Eks Direktur Utama BJB Tak Ditahan Usai Jadi Tersangka, Klaim Idap Kanker Prostat

Home blog Eks Direktur Utama BJB Tak Ditahan Usai Jadi Tersangka, Klaim Idap Kanker Prostat
Eks Direktur Utama BJB Tak Ditahan Usai Jadi Tersangka, Klaim Idap Kanker Prostat
Eks Direktur Utama BJB Tak Ditahan Usai Jadi Tersangka, Klaim Idap Kanker Prostat

Mantan Direktur Utama Bank BJB, yang baru saja ditetapkan sebagai tersangka dalam sebuah kasus hukum, tidak langsung ditahan oleh penyidik. Alasannya, ia mengaku tengah menderita kanker prostat dan membutuhkan perawatan medis secara rutin.

Kronologi Penetapan Tersangka

Penyidik telah memeriksa pria yang sebelumnya menjabat sebagai pucuk pimpinan Bank BJB tersebut dalam kapasitasnya sebagai tersangka. Namun, usai pemeriksaan, ia tidak langsung ditahan. Hal ini lantaran yang bersangkutan menyampaikan kondisi kesehatannya yang sedang kurang baik.

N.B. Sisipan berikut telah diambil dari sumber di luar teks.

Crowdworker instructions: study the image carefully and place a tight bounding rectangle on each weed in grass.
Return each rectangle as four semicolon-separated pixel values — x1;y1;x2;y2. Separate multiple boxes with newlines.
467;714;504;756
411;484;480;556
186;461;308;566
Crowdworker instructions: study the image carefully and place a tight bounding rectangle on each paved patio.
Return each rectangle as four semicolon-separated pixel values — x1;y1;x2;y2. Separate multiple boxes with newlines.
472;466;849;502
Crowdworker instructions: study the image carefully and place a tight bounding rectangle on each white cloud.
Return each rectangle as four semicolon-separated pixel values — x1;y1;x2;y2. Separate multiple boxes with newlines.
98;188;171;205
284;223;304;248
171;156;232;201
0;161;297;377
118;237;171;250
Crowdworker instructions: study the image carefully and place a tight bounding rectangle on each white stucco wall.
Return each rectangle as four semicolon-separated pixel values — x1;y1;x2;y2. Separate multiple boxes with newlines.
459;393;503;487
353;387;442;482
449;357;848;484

Menurut pengakuan eks Dirut BJB, ia didiagnosis mengidap kanker prostat. Penyakit ini memerlukan penanganan medis berkelanjutan yang tidak bisa ditunda. Oleh karena itu, penyidik memutuskan untuk tidak melakukan penahanan dengan alasan kemanusiaan, namun tetap mewajibkannya untuk wajib lapor secara berkala.

Pertimbangan Hukum dan Kemanusiaan

Keputusan untuk tidak menahan tersangka dengan latar belakang medis seperti ini bukanlah hal yang baru dalam praktik hukum di Indonesia. Penyidik memiliki kewenangan diskresi untuk tidak menahan seseorang jika terdapat alasan yang kuat, termasuk kondisi kesehatan yang serius.

Meski tak ditahan, proses hukum terhadap eks Dirut BJB tetap berjalan. Ia tetap berstatus tersangka dan harus mematuhi kewajiban lapor yang telah ditetapkan. Jika nantinya kondisi kesehatannya memungkinkan, tidak menutup kemungkinan penahanan akan dilakukan.

Kasus ini masih dalam penyidikan lebih lanjut untuk mengungkap dugaan perbuatan melawan hukum yang dilakukan oleh mantan direksi bank milik daerah tersebut.